With the Swift compiler, you can compile Swift programs into executable binaries. To try it, run the following:
- Ubuntu:
swiftc inference.swift
- Mac:
swiftc -O -sdk `xcrun --show-sdk-path` inference.swift
swiftc
should produce an executable in the current directory called inference
. Run it to see the same result:
$ ./inference
[[0.680704]]
This was a simple demonstration of Swift for TensorFlow. To see example models written using Swift for TensorFlow, go to tensorflow/swift-models.

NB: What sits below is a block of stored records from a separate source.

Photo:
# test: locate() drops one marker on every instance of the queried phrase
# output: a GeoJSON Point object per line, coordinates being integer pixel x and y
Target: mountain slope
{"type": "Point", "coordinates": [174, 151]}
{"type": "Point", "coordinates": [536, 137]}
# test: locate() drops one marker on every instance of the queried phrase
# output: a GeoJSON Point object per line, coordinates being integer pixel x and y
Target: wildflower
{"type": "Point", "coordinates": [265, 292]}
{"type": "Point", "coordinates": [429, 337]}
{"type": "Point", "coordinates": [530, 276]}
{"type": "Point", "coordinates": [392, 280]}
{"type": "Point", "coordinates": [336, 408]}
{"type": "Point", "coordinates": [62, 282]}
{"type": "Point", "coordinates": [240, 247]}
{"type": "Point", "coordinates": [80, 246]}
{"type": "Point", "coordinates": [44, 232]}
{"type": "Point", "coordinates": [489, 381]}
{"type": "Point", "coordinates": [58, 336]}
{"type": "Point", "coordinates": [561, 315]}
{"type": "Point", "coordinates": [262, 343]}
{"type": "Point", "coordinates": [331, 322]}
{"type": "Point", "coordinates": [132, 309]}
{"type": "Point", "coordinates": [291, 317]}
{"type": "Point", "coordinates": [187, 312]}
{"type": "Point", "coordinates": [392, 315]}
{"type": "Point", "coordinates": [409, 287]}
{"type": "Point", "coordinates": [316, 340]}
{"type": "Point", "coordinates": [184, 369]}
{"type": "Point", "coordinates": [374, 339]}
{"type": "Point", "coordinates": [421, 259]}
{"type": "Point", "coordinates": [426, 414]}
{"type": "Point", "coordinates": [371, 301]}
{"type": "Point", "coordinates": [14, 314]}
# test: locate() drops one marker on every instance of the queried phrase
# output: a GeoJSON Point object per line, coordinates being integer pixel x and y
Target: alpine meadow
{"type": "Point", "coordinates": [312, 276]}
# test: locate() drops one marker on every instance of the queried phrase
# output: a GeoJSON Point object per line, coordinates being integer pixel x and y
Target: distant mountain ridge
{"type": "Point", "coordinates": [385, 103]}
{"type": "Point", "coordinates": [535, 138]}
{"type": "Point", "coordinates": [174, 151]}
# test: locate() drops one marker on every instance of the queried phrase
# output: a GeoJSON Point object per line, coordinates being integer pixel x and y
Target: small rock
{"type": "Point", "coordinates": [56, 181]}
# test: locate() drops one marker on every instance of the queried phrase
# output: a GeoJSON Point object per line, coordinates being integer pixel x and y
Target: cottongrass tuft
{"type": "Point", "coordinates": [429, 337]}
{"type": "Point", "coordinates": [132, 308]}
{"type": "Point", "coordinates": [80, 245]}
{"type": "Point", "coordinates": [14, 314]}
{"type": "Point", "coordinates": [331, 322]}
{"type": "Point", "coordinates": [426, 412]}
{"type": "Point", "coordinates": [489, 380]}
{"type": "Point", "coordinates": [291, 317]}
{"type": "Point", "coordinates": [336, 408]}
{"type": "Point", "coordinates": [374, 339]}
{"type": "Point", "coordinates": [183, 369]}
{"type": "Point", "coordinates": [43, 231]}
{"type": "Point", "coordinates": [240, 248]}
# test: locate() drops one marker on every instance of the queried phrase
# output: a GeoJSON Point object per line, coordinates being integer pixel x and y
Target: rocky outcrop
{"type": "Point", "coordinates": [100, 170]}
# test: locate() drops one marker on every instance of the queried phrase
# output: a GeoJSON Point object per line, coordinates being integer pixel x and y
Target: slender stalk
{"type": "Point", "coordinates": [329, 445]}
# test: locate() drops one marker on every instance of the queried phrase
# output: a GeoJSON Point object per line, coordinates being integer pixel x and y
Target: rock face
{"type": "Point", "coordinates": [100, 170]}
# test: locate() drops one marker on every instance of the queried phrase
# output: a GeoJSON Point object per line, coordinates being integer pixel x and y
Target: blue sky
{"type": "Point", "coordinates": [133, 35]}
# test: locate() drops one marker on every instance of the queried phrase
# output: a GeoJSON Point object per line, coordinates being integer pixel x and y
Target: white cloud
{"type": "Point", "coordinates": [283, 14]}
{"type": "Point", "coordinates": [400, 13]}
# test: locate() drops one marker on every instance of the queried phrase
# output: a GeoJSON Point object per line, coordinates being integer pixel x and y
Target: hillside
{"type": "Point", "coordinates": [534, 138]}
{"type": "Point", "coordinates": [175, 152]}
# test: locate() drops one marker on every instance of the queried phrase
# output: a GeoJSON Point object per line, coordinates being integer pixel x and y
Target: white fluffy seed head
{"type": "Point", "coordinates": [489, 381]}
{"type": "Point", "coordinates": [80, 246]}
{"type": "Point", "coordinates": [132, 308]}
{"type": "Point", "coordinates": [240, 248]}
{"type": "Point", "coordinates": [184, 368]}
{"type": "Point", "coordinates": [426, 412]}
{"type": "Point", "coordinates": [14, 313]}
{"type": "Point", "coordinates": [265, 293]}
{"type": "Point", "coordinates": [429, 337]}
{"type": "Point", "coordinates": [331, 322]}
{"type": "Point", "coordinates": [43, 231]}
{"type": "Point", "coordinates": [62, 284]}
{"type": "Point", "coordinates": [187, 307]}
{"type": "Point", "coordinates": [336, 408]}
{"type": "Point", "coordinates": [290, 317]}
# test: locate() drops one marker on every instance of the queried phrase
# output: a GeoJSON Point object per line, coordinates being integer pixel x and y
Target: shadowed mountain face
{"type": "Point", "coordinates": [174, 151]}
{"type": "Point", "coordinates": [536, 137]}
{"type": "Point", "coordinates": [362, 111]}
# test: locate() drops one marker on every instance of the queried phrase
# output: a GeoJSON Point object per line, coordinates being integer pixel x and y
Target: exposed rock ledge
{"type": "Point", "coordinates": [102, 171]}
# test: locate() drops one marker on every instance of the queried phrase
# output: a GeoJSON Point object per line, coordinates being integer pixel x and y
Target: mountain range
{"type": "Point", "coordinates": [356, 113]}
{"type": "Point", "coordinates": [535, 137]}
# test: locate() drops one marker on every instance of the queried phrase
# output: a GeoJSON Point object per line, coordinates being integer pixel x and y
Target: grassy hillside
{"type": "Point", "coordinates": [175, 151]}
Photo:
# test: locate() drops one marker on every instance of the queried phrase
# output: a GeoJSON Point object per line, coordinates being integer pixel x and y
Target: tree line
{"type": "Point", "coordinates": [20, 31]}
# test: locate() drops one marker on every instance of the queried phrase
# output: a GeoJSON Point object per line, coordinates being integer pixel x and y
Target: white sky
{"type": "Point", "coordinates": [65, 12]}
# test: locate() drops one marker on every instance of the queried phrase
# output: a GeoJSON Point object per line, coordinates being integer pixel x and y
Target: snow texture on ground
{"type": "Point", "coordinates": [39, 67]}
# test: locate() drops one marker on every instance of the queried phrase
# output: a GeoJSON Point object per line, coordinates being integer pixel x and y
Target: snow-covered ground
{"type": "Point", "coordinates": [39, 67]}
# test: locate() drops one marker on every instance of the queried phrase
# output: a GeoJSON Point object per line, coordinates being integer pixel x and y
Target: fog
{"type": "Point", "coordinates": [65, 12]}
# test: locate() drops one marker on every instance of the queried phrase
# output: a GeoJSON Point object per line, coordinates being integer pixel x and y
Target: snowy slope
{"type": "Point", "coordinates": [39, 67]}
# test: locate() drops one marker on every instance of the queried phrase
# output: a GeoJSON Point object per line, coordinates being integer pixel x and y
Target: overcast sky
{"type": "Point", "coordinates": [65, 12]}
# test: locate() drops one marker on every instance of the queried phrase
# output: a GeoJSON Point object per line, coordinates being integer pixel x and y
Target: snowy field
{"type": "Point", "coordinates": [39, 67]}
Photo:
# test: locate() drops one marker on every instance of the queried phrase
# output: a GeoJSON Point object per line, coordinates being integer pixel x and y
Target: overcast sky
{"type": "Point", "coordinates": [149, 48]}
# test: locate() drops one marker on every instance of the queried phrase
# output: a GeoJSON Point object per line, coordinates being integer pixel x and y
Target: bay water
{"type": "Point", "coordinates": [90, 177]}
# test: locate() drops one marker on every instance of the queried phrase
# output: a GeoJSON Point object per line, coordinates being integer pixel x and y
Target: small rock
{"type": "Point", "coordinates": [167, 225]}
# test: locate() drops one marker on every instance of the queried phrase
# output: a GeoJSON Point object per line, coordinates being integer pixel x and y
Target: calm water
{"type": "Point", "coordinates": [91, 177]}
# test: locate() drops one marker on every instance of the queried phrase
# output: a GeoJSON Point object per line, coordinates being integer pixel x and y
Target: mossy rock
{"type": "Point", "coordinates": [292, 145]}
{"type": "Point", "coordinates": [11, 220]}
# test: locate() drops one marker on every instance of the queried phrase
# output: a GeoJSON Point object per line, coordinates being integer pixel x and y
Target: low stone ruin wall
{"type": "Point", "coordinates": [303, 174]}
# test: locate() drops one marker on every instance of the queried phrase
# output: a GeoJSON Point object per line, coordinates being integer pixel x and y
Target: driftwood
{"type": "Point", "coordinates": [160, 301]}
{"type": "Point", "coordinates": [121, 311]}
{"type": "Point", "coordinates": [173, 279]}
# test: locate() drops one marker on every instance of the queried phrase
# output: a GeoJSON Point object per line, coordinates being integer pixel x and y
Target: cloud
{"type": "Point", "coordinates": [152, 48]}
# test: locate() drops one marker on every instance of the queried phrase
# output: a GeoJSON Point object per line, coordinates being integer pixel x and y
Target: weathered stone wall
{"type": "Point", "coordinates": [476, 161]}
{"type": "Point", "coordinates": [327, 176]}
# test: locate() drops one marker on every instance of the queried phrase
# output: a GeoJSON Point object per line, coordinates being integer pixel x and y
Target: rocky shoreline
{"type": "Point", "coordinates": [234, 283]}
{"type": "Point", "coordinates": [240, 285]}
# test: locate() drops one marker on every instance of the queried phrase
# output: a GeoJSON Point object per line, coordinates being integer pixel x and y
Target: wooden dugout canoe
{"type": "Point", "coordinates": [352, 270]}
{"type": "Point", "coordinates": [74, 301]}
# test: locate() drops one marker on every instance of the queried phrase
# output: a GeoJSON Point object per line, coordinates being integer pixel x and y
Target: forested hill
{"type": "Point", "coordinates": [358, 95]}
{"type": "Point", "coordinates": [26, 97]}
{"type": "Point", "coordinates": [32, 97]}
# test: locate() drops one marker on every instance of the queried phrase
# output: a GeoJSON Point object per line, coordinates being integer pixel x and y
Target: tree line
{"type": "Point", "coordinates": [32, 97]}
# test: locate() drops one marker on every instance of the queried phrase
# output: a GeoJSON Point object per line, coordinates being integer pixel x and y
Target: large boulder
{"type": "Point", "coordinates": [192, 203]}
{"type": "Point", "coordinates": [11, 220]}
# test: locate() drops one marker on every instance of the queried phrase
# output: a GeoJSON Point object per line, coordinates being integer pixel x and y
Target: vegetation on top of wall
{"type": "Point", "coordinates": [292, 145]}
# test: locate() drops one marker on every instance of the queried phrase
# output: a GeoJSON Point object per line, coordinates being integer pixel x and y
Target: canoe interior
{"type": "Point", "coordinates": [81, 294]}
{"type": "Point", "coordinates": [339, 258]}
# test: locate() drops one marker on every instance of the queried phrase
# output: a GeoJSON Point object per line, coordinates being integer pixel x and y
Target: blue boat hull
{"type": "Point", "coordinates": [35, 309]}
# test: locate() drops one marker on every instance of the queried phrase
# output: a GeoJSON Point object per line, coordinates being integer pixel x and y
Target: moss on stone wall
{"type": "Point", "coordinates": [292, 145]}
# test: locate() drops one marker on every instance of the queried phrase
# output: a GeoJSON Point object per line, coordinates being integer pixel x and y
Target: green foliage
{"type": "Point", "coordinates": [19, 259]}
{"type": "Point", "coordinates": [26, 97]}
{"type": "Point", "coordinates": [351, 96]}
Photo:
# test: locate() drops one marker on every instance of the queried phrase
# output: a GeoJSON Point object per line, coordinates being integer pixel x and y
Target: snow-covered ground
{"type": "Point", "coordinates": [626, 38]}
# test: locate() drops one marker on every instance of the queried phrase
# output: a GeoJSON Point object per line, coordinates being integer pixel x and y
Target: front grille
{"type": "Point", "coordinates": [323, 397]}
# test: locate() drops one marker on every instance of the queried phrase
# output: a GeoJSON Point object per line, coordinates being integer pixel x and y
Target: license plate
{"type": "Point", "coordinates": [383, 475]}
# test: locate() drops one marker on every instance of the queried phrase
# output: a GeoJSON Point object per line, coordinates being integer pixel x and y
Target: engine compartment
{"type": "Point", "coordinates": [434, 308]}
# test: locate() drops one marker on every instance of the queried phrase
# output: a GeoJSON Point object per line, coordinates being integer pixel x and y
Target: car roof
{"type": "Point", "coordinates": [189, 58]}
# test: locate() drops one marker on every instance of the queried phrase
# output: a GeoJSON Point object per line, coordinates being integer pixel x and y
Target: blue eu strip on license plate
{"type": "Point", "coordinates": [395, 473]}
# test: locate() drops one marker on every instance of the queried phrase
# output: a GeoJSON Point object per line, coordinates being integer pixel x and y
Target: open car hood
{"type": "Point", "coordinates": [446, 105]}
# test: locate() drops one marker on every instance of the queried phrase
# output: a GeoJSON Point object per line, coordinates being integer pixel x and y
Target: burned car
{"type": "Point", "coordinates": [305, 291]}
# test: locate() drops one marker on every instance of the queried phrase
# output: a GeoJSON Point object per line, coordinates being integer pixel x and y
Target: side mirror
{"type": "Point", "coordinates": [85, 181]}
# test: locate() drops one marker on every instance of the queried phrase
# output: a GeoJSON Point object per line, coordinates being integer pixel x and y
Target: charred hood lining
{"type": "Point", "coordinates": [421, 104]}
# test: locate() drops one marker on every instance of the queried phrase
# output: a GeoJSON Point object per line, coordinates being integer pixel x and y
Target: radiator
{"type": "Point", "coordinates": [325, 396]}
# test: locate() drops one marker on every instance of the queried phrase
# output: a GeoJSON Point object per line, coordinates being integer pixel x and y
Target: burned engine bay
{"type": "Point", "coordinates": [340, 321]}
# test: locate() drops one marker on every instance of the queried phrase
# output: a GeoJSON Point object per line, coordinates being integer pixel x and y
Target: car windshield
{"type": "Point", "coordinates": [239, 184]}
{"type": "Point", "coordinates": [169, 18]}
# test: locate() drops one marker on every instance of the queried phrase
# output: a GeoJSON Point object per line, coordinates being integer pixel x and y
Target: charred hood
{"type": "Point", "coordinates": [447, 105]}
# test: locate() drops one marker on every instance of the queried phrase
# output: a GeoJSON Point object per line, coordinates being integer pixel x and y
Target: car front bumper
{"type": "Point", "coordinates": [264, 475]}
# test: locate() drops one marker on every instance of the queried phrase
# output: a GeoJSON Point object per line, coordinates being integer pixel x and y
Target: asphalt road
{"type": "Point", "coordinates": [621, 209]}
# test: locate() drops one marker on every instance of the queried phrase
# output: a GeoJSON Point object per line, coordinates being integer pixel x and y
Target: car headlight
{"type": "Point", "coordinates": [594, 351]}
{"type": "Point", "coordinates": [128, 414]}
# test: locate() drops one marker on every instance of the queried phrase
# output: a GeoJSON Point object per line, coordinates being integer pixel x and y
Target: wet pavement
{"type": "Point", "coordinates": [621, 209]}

To use Swift for TensorFlow with Xcode, you must have installed a toolchain from this page.
- Open Xcode’s
Preferences
, navigate toComponents > Toolchains
, and select the installed Swift for TensorFlow toolchain. The name of the toolchain should start with "Swift for TensorFlow Development Snapshot".
-
In the menu bar, select
File > New > Playground...
. -
Then, select
macOS
andBlank
and hitNext
. -
Choose a location for the Playground file and hit
Create
. Xcode should open your new Playground. -
In the Playground, let’s try importing TensorFlow! Paste the following code:
import TensorFlow
let x = Tensor([[1, 2], [3, 4]])
print(x)
- After a moment, the Playground should finish running and print the result in the display at the bottom.
Note: Xcode Playgrounds are a great interactive environment for prototyping code, but they often hang or crash. If that happens, try restarting Xcode. There are some documented bugs regarding Swift for TensorFlow and Playgrounds. If you discover a new bug, please file an issue.